"Najwyższa Izba Kontroli zamierza nadal dbać o to, aby środki publiczne były wydawane jak najlepiej. Dlatego też planujemy bacznie przyglądać się i kontrolować wydatki publicznych środków również tych związanych z realizacją Krajowego Planu Odbudowy czy zapowiadanego tak zwanego Nowego Ładu" – podała NIK w komunikacie.
W komunikacie podkreślono także, że "uprawnienia ustawowe, szczególna pozycja konstytucyjna oraz zasoby kadrowe Najwyższej Izby Kontroli dają jej uprawnienia i kompetencje do kontrolowania także tych wydatków".
Jak dodano, "wszelkie działania podejmowane przez kontrolerów NIK są wolne od jakichkolwiek sympatii politycznych czy konfliktów. Dotyczy to zarówno byłych, obecnych, jak i przyszłych kontroli NIK".
Nowy Ład
W sobotę o godz. 10 rozpocznie się konwencja programowa Prawa i Sprawiedliwości, na której zostanie zaprezentowany program nazywany Nowym Ładem lub Polskim Ładem. W czasie konwencji, która odbędzie się w formie zdalnej, planowane są wystąpienia m.in. prezesa PiS Jarosława Kaczyńskiego oraz premiera Mateusza Morawieckiego.
Zgodnie z wcześniejszymi zapowiedziami Nowy Ład ma się składać z następujących obszarów: Planu na zdrowie, Uczciwej pracy - godnej płacy, Dekady rozwoju, Rodziny i domu w centrum życia, Polski - naszej ziemi, Przyjaznej szkoły i kultury na nowy wiek, Dobrego klimatu dla firm, Czystej energii - czystego powietrza, CyberPoland 2025, Złotej jesieni życia.
Krajowy Plan Odbudowy
Krajowy Plan Odbudowy musi przygotować każde państwo członkowskie po to, by sięgnąć po środki z nowego unijnego Funduszu Odbudowy. W dokumencie wyodrębniono część grantową i pożyczkową. Z Funduszu Odbudowy Polska będzie miała do dyspozycji około 58 mld euro. Na tę kwotę składa się 23,9 mld euro dotacji i 34,2 mld euro pożyczek.

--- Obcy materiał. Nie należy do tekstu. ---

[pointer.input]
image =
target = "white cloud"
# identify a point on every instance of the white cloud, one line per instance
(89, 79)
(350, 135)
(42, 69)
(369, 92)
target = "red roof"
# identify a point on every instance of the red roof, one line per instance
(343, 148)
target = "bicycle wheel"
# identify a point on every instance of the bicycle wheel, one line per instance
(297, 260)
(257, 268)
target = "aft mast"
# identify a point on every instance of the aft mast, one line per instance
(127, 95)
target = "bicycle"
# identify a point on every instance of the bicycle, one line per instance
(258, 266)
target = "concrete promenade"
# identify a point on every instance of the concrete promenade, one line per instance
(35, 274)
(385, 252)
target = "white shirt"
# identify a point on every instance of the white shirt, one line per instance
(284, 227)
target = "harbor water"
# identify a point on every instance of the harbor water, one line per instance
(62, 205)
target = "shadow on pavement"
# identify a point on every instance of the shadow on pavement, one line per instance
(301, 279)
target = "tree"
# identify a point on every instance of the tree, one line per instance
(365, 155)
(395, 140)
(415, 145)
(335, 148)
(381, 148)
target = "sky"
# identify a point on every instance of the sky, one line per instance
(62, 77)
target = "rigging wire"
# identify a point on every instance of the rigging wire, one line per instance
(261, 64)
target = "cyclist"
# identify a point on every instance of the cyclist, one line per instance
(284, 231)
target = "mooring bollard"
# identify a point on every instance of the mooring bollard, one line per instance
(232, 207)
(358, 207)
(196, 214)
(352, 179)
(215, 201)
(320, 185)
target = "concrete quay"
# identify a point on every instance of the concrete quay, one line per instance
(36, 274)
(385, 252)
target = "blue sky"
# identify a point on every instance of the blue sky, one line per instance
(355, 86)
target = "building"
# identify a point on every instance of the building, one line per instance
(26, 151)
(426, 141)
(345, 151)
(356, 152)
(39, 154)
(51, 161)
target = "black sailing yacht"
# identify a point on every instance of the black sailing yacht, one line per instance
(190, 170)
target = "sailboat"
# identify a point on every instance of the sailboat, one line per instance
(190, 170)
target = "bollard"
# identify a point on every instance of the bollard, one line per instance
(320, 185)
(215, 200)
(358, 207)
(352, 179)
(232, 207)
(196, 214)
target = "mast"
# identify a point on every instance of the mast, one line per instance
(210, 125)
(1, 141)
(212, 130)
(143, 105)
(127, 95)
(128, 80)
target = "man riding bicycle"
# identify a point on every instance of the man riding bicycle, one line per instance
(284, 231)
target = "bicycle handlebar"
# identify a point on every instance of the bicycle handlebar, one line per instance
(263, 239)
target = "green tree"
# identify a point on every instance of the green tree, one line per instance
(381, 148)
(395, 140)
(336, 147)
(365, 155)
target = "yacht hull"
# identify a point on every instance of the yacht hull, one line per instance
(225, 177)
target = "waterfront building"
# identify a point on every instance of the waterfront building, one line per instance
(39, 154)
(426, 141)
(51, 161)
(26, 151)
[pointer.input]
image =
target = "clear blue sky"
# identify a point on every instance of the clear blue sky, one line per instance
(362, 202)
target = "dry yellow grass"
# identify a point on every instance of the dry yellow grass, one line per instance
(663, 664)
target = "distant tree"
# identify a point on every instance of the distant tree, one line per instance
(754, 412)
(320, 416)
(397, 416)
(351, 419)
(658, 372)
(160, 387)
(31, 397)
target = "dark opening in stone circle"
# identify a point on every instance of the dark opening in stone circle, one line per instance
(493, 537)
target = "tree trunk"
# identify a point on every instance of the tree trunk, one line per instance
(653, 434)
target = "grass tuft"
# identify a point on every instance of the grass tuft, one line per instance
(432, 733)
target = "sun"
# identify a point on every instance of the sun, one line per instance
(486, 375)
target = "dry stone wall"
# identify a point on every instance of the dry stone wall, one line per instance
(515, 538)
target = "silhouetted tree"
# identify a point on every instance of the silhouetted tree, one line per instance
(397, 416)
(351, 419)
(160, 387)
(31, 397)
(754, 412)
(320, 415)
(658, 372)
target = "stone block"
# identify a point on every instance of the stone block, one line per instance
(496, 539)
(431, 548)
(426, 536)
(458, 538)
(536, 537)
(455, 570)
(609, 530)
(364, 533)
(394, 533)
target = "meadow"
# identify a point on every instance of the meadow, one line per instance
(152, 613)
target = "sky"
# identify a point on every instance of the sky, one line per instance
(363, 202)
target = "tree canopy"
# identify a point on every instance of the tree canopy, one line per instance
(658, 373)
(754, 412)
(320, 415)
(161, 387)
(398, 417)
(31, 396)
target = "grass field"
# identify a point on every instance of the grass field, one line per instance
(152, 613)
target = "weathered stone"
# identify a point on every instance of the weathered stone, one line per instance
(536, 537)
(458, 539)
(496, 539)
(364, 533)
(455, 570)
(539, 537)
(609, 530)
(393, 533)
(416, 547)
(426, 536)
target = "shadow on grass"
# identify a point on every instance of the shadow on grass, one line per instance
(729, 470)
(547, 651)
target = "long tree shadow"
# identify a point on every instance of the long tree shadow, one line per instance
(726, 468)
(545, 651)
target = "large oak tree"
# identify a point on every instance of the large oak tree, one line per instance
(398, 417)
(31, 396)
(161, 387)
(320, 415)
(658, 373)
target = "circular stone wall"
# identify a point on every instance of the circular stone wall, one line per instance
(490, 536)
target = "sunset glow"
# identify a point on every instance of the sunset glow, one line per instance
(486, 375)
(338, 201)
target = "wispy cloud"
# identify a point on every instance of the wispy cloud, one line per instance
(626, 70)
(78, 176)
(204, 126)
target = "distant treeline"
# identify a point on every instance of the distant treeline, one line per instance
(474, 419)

3 maja rzecznik rządu Piotr Mueller poinformował, że dokumenty związane z Krajowym Planem Odbudowy zostały oficjalnie złożone w Komisji Europejskiej, już w tej formalnej wersji, przez specjalny system informatyczny wykorzystywany przez KE, co zamyka proces składania KPO przez Polskę. Teraz dokument analizuje Bruksela.